Werner returns from his rigorous exams, and the children at the orphanage are eager to hear his stories of training. Only a few days later, Werner learns that he has been chosen to study at the National Political Institute. To his amazement, he’s going to leave the orphanage and escape a life in the mines.
Werner has seemingly worked his way out of the orphanage and out of the mines—and yet it also seems that he ultimately wasn’t selected for his intelligence, but rather for his blonde hair and blue eyes. This is a different kind of “fate” or “chance” holding sway over one’s personal free will.

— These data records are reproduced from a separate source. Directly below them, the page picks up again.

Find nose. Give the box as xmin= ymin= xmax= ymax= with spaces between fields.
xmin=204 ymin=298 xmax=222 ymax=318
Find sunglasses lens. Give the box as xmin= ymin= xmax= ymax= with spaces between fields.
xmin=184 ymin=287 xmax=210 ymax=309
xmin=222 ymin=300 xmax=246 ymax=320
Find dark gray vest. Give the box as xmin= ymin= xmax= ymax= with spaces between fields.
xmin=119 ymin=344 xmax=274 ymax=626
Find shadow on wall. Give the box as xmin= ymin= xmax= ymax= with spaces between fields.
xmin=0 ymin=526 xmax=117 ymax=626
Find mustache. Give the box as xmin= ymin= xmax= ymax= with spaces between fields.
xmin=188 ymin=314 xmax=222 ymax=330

In the months before he starts classes at the Institute, Werner tries to talk to Frau Elena. Elena is sad that Werner is going to the National Institute. She tells Werner that people will “celebrate” Werner’s achievement—especially people like the government official who took Werner’s book from him. Jutta doesn’t congratulate her brother, and in fact she begins ignoring him. Nevertheless, the other children admire Werner for his achievement, and Werner promises that he’ll “Show them.”
We can see the distance growing between Werner and Jutta. Before, they’re enjoyed listening to the radio together, but now, Jutta can barely talk to her brother. We don’t know exactly why Jutta is apprehensive, but it seems to be because she has disapproved of the Nazis from the start—she wants Werner to escape the orphanage, but not to become a scientist assisting an immoral cause.